5 Kasım 2023 Pazar

TARİHÇE-İ (GAZAVAT-I) DAĞISTAN

Prof. Dr. M. Fahrettin Kırzıoğlu, Türk Dünyası Araştırmaları Vakfı, 2000, İstanbul


Beşten az olmayan hadiselerin tanığı kişilerce Arap harfleriyle Türkçe yazılmış olup Elyazması İstanbul/Bayazıt Kütüphanesinde bulunan 1824-1855 dönemine ilişkin bazı olayları anlatan eser.

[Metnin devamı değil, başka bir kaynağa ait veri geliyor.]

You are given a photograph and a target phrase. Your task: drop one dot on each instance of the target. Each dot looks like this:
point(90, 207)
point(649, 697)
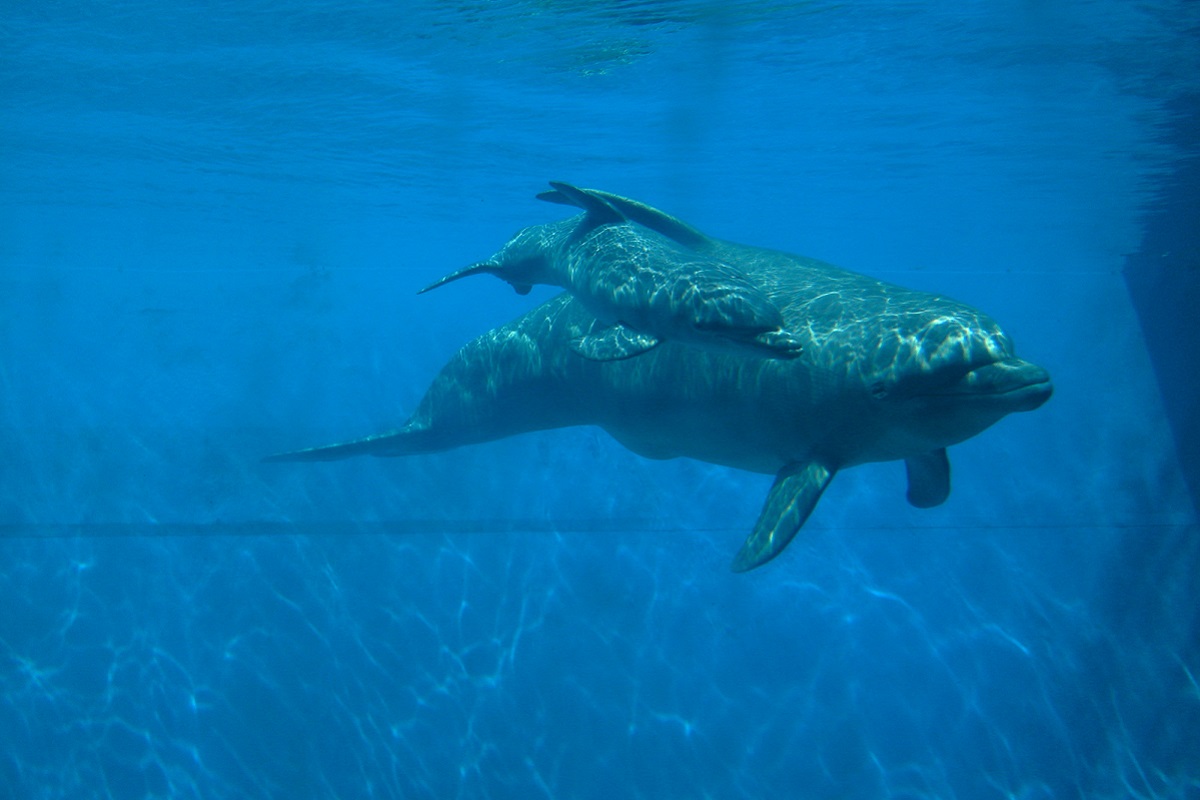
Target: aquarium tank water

Bir bölümü hikaye anlatımı şeklinde.

Genelde Şamil övgüsü yapılıyor.

Sunuş yazısında şunlar söyleniyor: “İslam Dini uğrunda Cihadı emreden “Nakşibendi Şeyhi ve İmam olan Dağıstanlı Ulu Kahramanımız’ın (ki Ataları, Kumuklar’dan gelip, Avarlar bölgesine yerleşmiş olduğu, tevatürle biliniyor) asıl adının… “Şamil” değil, bir (İsrail/’İbrani Peygamber’inden gelen) “Şamuil” olduğu, hep tekrarlanmıştır. Zaten, Hazret’in Elyazısiyle İmzası ve kullandığı… Mührü artasında da, adı böyle yazılı.” Eser’in Dili “Kumuk ve Terekeme Ağzı ile Temiz Türkçe’dir.” “Eser’de, bazı Şamhal ve Hanlar ile Zengin Kişiler’in, mülk ve mallarını korumak için, Rusya’dan; Rütbe, Madalya, hatta Aylık (Maaş) alarak, Mücahedeyi engelleyen “MÜNAFIK” (Nifakçı)larla da, amansız mücadele eden çelik iradeli ve “Şeri’at” hükümlerini yürüten İmam Şamuil Efendi’nin, sık sık “Şehid” olmayı gözealarak, beş on misli kalabalık ve teknik imkanları üstün Rus Orduları’nı yenmede, “Kerametli” bir “Veli” olduğu da, misallerle anlatılıyor.” “Bu yüzden, O’nun Mübarek-Şanlı Adı, bütün Dağıstanlılar’ın gönlünde… “Hür Yaşama ve Yüksek-Vatansevgisi Timsali” olagelmiştir.” (Kırzıoğlu, s. VII-IX, 71)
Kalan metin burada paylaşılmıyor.